In ''Curse of the Golden Flower'' Mr. Zhang achieves a kind of operatic delirium, opening the floodgates of image and melodrama until the line between tragedy and black comedy is all but erased. Set in A.D. 928 during the late Tang dynasty, the movie wallows in the rotting marriage of a cruel emperor (Chow Yun-Fat) and his secretive wife (鞏俐), a union so corrupt that each is plotting the other's annihilation.
The emperor, with the help of the royal physician and a rare fungus, is slowly destroying his wife's sanity. Because palace protocol forbids her to refuse the ''medicine,'' the empress retaliates by planning a bloody coup during the coming chrysanthemum festival, persuading the most biddable of her three sons (Jay Chou) to join her revolt.
By this point most directors would have their hands full, but Mr. Zhang piles on the intrigue, adding a forbidden love affair, a vengeful first wife and two varieties of incest. His actors respond in kind, straining their facial muscles with silent-movie enthusiasm and doing everything but shooting flames from their eye sockets.
Matching them is a production design (by Huo Tingxiao, channeling Liberace) that brilliantly conveys the oppressiveness of opulence. As the empress moves through the palace's endless corridors, her upper body at once compressed by and overflowing from her bodice and her face covered in poisonous beads of sweat, we can almost feel the weight of her brocade gown and pendulous hair ornaments. Not the most useful ensemble for a wife intent on fleeing her husband.
Bathed in thick, primary colors and Shigeru Umebayashi's thumping score, ''Curse of the Golden Flower'' is more lurid and less romantic than Mr. Zhang's previous martial-arts drama, the swooning ''House of Flying Daggers,'' but its path to destruction is paved with visual gold. The climactic coup, staged with competing armies advancing in waves of black and gold across a field of millions of bright yellow blossoms, may be computer enhanced but is nonetheless breathtaking. Parked in the clouds, the camera gazes down on a forest of lances bisected by the massive palace walls; the screech of metal on metal sears the ears.
But the movie's most thrilling sequences belong to the silent, black-robed, assassins who attack by swinging from wires like malevolent spiders. In formation no less.
As the emperor, and the film's seething fulcrum, Mr.

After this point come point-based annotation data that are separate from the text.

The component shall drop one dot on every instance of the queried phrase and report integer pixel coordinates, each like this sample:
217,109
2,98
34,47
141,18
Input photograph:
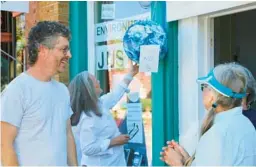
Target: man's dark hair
45,33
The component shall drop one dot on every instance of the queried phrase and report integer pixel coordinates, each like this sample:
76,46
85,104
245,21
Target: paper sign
134,122
108,11
149,58
111,57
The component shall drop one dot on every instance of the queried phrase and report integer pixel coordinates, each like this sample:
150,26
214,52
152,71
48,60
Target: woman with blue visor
228,138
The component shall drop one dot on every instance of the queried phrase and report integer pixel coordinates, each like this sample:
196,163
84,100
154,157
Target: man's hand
8,135
72,157
134,68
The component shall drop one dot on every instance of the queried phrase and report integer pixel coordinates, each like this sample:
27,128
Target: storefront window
112,65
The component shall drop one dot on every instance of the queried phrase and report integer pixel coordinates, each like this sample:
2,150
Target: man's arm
72,157
8,135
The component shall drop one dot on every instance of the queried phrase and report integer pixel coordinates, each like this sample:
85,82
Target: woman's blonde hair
83,97
251,88
233,76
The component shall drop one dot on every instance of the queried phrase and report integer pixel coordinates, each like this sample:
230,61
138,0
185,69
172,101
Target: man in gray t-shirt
35,109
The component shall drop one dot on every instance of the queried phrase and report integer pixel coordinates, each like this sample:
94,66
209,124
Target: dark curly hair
45,33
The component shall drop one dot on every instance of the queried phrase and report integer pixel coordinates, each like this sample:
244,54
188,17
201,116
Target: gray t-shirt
40,110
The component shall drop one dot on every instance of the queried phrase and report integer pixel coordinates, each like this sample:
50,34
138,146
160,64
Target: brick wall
49,10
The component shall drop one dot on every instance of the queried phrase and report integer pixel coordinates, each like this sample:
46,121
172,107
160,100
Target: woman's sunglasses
203,86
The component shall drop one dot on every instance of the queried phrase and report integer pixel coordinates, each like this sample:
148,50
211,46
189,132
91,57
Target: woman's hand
178,148
134,68
171,157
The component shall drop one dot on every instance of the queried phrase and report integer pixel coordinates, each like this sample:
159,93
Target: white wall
193,63
177,10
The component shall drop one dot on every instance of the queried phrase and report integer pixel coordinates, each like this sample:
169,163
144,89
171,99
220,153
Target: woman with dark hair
228,138
98,140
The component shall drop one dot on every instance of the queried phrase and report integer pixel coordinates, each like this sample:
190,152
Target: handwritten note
134,122
149,58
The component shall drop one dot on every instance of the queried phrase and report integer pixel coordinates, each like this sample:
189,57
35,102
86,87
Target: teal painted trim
165,116
171,84
158,11
79,43
102,75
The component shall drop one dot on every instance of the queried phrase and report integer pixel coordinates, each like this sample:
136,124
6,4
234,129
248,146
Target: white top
93,134
40,111
231,141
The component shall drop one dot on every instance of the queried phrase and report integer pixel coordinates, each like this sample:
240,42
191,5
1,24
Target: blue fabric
144,32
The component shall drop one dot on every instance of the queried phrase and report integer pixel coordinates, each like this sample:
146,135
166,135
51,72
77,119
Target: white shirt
40,111
93,134
231,141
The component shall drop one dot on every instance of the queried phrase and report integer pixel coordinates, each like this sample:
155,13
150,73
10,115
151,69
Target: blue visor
225,91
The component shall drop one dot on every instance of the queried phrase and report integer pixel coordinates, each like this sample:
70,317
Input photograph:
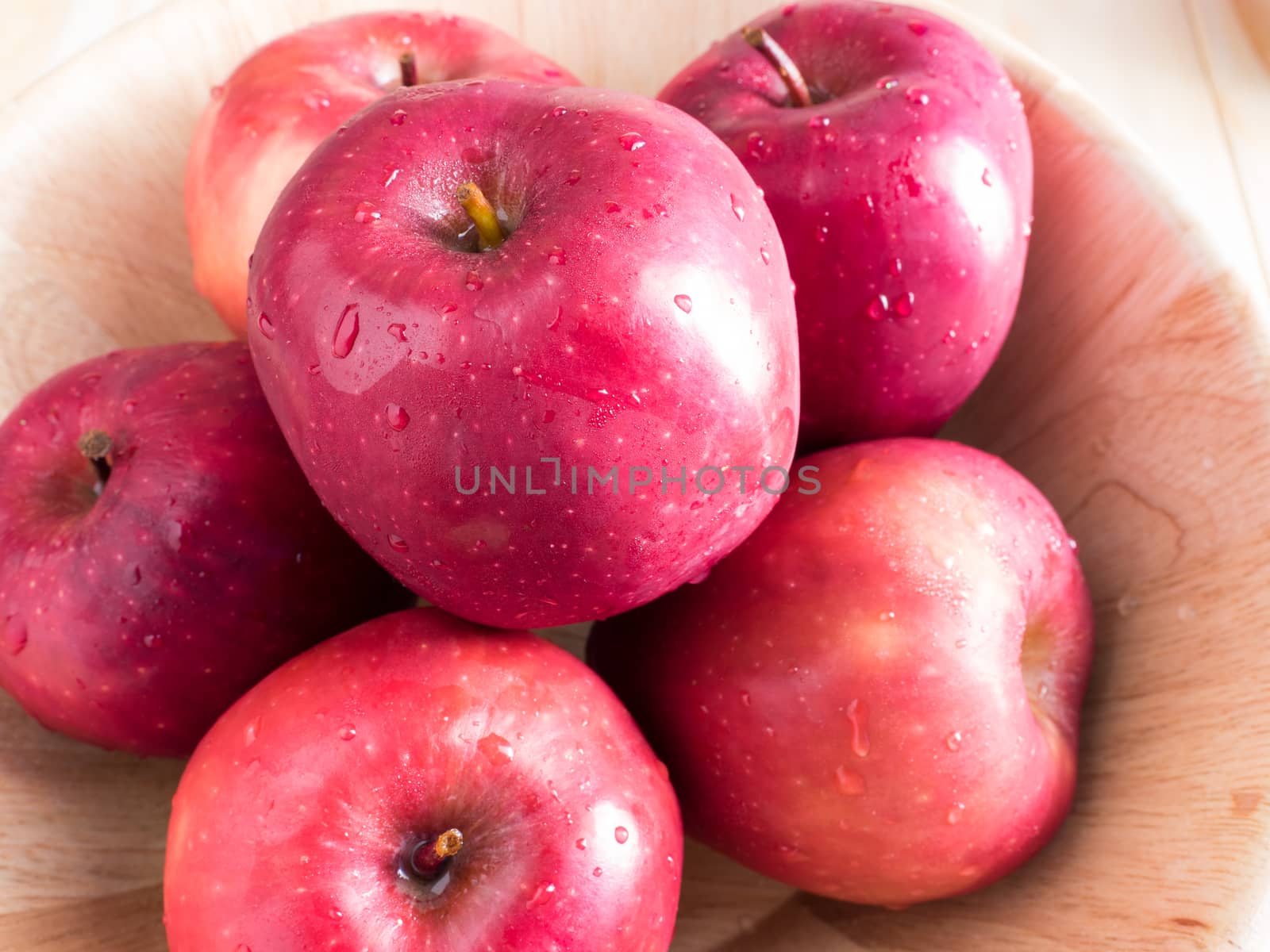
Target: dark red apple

Chow, the action star, delivers a performance of amazing intensity, focusing his considerable energy inward to suggest a volcano primed to erupt. His pairing with the incomparable Ms. Gong is no less than inspired. Locked in a tug of war for control of their offspring, the couple provide the film with a core of marital toxicity that's almost nonverbal and deliciously unstable. Whenever the empress is not openly making cow eyes at her weak-willed stepson (Liu Ye), she's sneaking more venom into a glance at her husband than he is sneaking into her bloodstream.

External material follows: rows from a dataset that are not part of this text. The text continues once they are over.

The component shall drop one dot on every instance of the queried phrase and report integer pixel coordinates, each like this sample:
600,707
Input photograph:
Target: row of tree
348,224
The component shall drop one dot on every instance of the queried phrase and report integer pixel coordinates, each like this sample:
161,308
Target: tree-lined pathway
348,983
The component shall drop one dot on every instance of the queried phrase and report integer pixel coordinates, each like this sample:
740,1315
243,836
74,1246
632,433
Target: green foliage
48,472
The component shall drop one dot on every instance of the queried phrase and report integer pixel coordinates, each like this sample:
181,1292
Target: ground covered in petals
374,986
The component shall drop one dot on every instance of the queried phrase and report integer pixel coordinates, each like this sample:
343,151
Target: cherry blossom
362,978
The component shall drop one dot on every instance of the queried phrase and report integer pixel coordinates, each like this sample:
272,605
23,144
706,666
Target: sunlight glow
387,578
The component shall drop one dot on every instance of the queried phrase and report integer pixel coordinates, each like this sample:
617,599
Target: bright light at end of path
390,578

Though embroiled in familiar themes of fraternal rivalry and Freudian jealousy, Mr. Zhang is aware of the ridiculousness of man's passions in the face of his impermanence. One of the film's loveliest and most allusive sequences focuses on the royal cleanup crew as it restores order after the bloodbath, rinsing away gore and burying stains beneath a fresh carpet of golden chrysanthemums. In the wake of this shadow army, the battle is erased and the dead are swept aside like so many dust bunnies.

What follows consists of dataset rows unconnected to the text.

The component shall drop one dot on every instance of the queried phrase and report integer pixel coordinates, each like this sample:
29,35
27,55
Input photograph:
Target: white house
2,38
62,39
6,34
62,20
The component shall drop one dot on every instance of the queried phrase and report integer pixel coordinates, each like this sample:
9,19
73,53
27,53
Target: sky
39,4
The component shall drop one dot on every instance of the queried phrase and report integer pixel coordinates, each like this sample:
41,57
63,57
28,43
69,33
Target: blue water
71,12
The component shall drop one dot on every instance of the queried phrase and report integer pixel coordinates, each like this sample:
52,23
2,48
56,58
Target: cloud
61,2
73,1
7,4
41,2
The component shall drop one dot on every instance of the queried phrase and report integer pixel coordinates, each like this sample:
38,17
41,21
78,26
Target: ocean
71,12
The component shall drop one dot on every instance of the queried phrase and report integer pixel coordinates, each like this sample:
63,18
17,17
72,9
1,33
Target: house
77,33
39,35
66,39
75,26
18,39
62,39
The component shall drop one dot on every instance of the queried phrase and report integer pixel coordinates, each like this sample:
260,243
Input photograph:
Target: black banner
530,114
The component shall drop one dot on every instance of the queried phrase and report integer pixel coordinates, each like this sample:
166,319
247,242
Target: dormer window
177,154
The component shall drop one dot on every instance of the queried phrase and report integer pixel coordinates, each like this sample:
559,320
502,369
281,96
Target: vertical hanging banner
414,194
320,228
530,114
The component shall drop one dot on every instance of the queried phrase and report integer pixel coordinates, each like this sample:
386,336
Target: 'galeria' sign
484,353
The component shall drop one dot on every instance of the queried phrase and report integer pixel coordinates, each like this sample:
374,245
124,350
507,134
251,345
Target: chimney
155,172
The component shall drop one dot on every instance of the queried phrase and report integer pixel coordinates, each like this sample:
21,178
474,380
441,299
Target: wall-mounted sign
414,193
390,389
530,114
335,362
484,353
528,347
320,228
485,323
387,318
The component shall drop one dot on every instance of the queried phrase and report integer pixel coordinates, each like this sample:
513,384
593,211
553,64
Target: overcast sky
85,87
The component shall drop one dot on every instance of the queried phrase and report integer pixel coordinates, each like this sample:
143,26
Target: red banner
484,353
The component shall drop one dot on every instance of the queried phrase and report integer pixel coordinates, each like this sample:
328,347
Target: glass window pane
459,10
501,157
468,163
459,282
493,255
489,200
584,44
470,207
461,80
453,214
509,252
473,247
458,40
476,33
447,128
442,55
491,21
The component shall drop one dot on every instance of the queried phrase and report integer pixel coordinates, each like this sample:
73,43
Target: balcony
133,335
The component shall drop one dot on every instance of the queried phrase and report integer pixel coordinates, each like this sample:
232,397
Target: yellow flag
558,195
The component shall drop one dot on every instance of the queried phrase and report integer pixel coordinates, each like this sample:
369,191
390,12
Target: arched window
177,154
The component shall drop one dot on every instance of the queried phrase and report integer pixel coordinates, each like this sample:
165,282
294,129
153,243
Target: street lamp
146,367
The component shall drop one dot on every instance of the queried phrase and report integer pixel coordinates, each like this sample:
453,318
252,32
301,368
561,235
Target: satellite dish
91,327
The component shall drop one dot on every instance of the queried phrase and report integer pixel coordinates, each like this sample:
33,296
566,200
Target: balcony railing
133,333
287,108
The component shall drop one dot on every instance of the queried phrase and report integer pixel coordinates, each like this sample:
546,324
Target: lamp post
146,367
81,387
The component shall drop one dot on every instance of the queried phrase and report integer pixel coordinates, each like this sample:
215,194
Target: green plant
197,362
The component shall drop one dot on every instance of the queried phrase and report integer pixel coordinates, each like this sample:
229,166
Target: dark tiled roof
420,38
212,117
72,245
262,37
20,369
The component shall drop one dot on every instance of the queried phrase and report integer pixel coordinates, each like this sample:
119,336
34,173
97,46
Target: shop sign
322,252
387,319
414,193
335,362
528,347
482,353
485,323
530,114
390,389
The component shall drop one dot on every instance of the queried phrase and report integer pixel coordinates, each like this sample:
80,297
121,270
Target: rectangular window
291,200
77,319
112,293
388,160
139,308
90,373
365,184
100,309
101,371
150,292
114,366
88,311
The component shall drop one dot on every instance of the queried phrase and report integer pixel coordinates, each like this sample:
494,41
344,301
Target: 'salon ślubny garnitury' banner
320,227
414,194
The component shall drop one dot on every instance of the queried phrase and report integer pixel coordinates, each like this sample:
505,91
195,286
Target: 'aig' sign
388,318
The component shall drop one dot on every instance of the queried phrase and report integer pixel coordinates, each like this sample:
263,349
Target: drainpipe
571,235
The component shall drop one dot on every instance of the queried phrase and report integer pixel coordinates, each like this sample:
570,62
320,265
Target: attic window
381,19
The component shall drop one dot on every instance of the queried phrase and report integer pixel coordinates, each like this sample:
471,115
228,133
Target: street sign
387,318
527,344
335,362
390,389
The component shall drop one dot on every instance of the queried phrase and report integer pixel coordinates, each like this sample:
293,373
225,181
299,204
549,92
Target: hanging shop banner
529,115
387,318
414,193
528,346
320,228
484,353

Since his debut in 1987 with ''Red Sorghum'' Mr. Zhang has made more controlled films but never one that's more fun. With ''Curse of the Golden Flower'' he aims for Shakespeare and winds up with Jacqueline Susann. And a good thing too.
''Curse of the Golden Flower'' is rated R (Under 17 requires an accompanying parent or adult guardian). It has flying assassins, bloody battles and a mother who, like, really loves her sons.
Curse of the Golden Flower
Opens today in New York. Opens tomorrow in Los Angeles, San Francisco, San Diego, Seattle, Honolulu, Boston, Chicago, Washington, Dallas, Houston, Philadelphia, Minneapolis, Toronto and Vancouver, and nationwide on Jan. 12.